Organizations have servers less and less at local level  

  • Developments of consolidation, outsourcing and IaaS  
  • Still considerably more X86 services on premises than in the cloud  

 The number of organizations that runs its servers locally is declining rapidly. This is shown by a market analysis conducted by market intelligence specialist Smart Profilewherein nearly 5,500 decision-makers of Dutch organizations from the commercial and public sector were interviewed.   
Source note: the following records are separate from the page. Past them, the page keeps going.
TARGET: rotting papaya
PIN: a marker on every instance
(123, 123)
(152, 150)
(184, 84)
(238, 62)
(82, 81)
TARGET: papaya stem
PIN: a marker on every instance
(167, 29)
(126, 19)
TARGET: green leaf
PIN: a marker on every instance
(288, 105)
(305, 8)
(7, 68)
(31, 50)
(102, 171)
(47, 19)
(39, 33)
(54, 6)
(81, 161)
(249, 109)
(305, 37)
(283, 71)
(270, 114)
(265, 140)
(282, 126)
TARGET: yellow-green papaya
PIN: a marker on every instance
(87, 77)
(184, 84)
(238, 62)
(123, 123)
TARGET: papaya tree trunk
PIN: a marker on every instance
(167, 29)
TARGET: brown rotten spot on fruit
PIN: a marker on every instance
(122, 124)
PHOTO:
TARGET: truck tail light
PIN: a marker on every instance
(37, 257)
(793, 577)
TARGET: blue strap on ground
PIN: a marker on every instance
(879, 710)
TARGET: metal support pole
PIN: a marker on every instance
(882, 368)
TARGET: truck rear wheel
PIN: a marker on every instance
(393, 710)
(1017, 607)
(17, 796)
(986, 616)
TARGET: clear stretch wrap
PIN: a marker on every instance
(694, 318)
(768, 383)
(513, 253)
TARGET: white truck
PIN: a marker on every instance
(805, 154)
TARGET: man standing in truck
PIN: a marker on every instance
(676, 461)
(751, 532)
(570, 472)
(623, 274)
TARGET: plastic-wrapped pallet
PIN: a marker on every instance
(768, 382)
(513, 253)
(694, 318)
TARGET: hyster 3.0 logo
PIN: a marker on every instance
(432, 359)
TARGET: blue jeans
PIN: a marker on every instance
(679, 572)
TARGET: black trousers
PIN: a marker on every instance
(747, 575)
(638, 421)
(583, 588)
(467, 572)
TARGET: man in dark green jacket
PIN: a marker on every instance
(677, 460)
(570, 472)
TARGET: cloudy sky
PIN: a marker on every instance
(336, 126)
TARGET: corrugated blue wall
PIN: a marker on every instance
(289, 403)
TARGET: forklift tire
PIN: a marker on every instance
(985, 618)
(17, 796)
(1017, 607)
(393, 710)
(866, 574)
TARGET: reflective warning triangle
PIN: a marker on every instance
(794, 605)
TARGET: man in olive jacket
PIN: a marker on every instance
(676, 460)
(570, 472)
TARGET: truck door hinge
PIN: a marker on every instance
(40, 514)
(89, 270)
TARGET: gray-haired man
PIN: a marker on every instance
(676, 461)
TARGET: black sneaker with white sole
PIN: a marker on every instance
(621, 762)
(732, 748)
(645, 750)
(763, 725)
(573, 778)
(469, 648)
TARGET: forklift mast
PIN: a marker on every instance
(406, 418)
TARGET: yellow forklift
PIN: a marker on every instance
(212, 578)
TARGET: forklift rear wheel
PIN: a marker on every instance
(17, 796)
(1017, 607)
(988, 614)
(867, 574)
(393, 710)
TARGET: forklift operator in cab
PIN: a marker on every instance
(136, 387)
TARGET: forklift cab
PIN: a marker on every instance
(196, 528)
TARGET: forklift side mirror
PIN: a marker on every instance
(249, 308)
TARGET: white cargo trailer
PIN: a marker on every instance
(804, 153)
As recently as eight years ago, nearly every organization (97.3%) had servers (mainframe, midrange and X86 servers) running on premises on their own location. The number of organizations with such on premise use has declined every year since 2010. In 2014, this figure stood at 74.1%. Today only 57.6% of organizations have servers locally. This represents a decline of 2.7% from 2017.   

 

Government institutions have registered the sharpest decline (11.1%) from a year earlier as regards on premise use. It is striking that relatively few government organizations (38.6%) and semi-public organizations (47.6%) have their servers running locally. By comparison, 74.6% of manufacturing companies have servers running on their premises.  
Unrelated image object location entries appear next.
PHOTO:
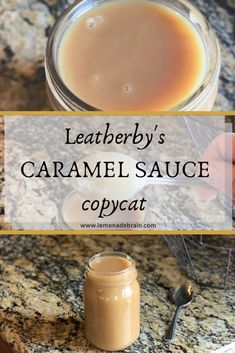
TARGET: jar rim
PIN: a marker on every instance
(105, 254)
(69, 101)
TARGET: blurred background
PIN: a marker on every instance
(25, 26)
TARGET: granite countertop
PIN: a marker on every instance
(41, 310)
(24, 29)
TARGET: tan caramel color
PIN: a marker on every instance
(111, 302)
(132, 55)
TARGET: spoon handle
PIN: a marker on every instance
(171, 329)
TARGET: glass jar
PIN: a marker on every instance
(111, 301)
(203, 98)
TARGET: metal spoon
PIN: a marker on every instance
(182, 297)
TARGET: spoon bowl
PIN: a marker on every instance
(182, 297)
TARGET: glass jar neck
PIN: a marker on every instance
(68, 101)
(108, 276)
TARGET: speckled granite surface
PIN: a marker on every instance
(24, 29)
(41, 311)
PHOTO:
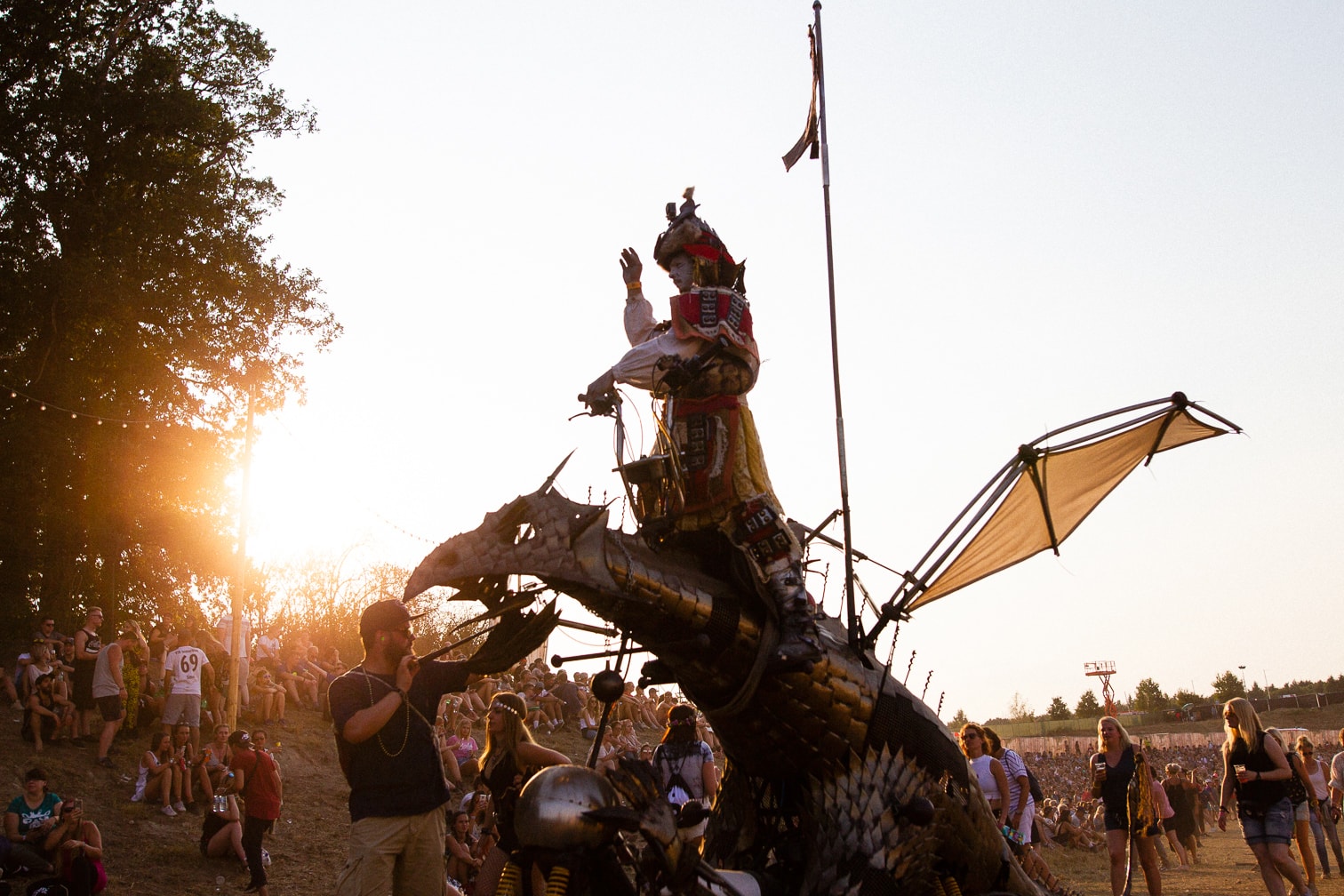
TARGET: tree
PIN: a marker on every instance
(140, 313)
(1019, 709)
(1058, 709)
(1149, 696)
(1228, 685)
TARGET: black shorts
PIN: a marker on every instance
(110, 708)
(82, 687)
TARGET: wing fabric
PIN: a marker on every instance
(1055, 489)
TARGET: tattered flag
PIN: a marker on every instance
(811, 134)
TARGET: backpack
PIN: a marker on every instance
(47, 887)
(679, 790)
(1036, 793)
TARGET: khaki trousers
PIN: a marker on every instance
(402, 854)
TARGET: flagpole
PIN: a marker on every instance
(852, 617)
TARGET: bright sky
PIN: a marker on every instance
(1042, 212)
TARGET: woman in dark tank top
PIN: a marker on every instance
(1257, 770)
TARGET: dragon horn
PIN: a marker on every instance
(550, 480)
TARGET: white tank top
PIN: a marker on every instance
(1317, 780)
(980, 764)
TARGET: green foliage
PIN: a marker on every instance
(1149, 696)
(136, 291)
(324, 596)
(1228, 685)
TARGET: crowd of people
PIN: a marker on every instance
(477, 738)
(1089, 801)
(148, 696)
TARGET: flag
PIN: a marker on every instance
(811, 134)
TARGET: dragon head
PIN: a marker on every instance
(543, 535)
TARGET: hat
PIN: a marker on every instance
(687, 233)
(385, 615)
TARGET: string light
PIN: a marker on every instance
(76, 415)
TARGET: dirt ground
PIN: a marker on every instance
(151, 853)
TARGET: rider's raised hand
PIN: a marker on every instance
(630, 266)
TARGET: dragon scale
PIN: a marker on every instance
(855, 743)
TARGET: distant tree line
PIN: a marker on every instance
(1149, 698)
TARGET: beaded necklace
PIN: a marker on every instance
(406, 706)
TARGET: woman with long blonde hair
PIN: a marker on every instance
(1255, 767)
(509, 758)
(1112, 769)
(989, 772)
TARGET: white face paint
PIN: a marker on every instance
(682, 270)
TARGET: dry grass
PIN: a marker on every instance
(151, 853)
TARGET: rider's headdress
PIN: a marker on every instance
(685, 233)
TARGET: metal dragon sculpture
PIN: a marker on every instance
(827, 769)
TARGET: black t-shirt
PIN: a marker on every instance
(1115, 790)
(398, 770)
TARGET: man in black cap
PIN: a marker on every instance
(382, 711)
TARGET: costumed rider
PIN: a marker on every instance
(703, 363)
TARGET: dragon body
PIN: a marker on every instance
(821, 764)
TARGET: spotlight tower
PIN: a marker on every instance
(1104, 669)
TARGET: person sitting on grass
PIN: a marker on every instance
(268, 696)
(222, 832)
(160, 777)
(76, 844)
(210, 764)
(184, 754)
(47, 717)
(30, 817)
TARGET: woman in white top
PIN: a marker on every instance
(1319, 772)
(160, 775)
(988, 770)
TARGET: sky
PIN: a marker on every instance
(1042, 212)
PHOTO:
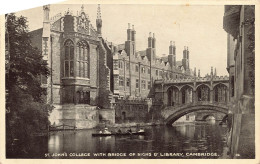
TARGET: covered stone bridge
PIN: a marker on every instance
(183, 96)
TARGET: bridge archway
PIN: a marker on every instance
(172, 96)
(204, 118)
(203, 92)
(186, 94)
(220, 92)
(178, 113)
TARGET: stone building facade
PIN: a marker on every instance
(134, 71)
(79, 85)
(239, 24)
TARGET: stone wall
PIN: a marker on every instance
(131, 111)
(106, 116)
(81, 116)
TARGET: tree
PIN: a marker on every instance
(27, 112)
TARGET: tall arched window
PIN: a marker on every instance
(69, 58)
(83, 59)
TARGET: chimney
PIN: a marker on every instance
(154, 41)
(129, 33)
(150, 40)
(133, 33)
(46, 21)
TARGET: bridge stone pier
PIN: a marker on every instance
(183, 96)
(204, 115)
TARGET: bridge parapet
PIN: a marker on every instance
(192, 79)
(172, 113)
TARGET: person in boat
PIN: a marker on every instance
(106, 131)
(119, 131)
(129, 130)
(141, 130)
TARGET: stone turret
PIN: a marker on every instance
(99, 21)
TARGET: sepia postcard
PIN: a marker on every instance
(125, 80)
According to Erik van Gurp, business analyst at Smart Profile, the decline in the number of organizations with local servers is attributable to three developments: “First, there is a consolidation process in organizations. Whereas sites or business units used to have their servers on their own premises, you now see organizations centralize all servers at one location, in a data centre or shared service centre, for the sake of efficiency, management and security. Second, organizations are outsourcing their server population more frequently to a specialist. And third, there is a clear trend to move to the cloud. Servers are purchased more frequently as IaaS from the likes of Microsoft and Amazon.”  

The move to the cloud comes clearly to the fore in the results also. The degree of penetration of 3rd party hosted (including private cloud) and cloud servers has risen from 10.3% in January 2017 to 19.1% in the same month this year, over all sectors and organizations. Most organizations in IT, telecom and utilities have their servers running in the cloud.  

X86 Servers

When we zoom in on X86 servers, i.e. PC servers, we see that in spite of the move to the cloud (cf. graph X86 Servers: On premise use) there are still a lot more servers running locally than in the cloud (57% versus 19%).

The installed base shows minimal development.  The same parties have dominated the scene for years, the top three being HPE (62.8%) followed at a distance by Dell EMC (23.5%) and Lenovo/IBM (5.8%)The latter’s degree of penetration is constantly decreasing, with a drop of 2.4% from 2016. Cisco seems to be benefiting most from this trend, with a 2.6% increase to 4.9%.  As there are fewer and fewer locations with physical servers, the parties have a decreasing pie to share. 

High end servers

Mainframe and midrange servers are still used in only 8.9% of the locations. This comprises local installations as well as remote and hosted use.  IBM clearly sets the tone here, as 80% of the high-end servers consist of an IBM system.